To validate these findings in an additional culture model, we generated C2C12 myotubes with HSP72-stable KD using lentiviral-mediated shRNA delivery compared with control scrambled shRNA cells (Fig. 2H). Fatty acid oxidation and esterification and cellular oxygen consumption at basal and during maximal stimulation in HSP72-KD C2C12 recapitulated findings for primary HSP72-KO myotubes relative to WT control (Fig. 2I–K). Impaired oxidative function tracked with cellular reactive oxygen species release as basal superoxide and H2O2 production were elevated in HSP72-KD myotubes compared with control scrambled (Fig. 2L and M).

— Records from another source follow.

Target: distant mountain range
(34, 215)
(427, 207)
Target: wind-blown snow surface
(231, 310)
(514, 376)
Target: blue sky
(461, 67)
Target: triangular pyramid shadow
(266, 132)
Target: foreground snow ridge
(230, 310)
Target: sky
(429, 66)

HSP72 Is Critical for Maintenance of Mitochondrial Morphology, Parkin Protein, and Autophagic Signaling
To investigate the relationship between HSP72 expression and mitochondrial health, we assessed morphological differences in muscle mitochondria between WT and HSP72-KO animals. Electron micrographs of soleus muscle from 3-month-old animals showed enlarged, dysmorphic, and often fused intermyofibrillar mitochondria (Fig. 3A). Subsarcolemmal mitochondria also showed irregular morphology and reduced density by visual inspection. Since the subsarcolemmal mitochondrial compartment comprises only 20% of the total pool, the difference in mitochondrial number was not detected by a surrogate index of total mitochondrial DNA (mtDNA) (Supplementary Fig. 4). Considering that organelle fusion is a conserved mechanism engaged during chronic cellular stress (e.g., nutrient deprivation) as a means to maintain ATP production, avoid mitophagy, improve tolerance of mtDNA mutations by diluting damaged mitochondrial contents across the mitochondrial network (23), we investigated the underpinnings of this mitochondrial hyperfusion phenotype.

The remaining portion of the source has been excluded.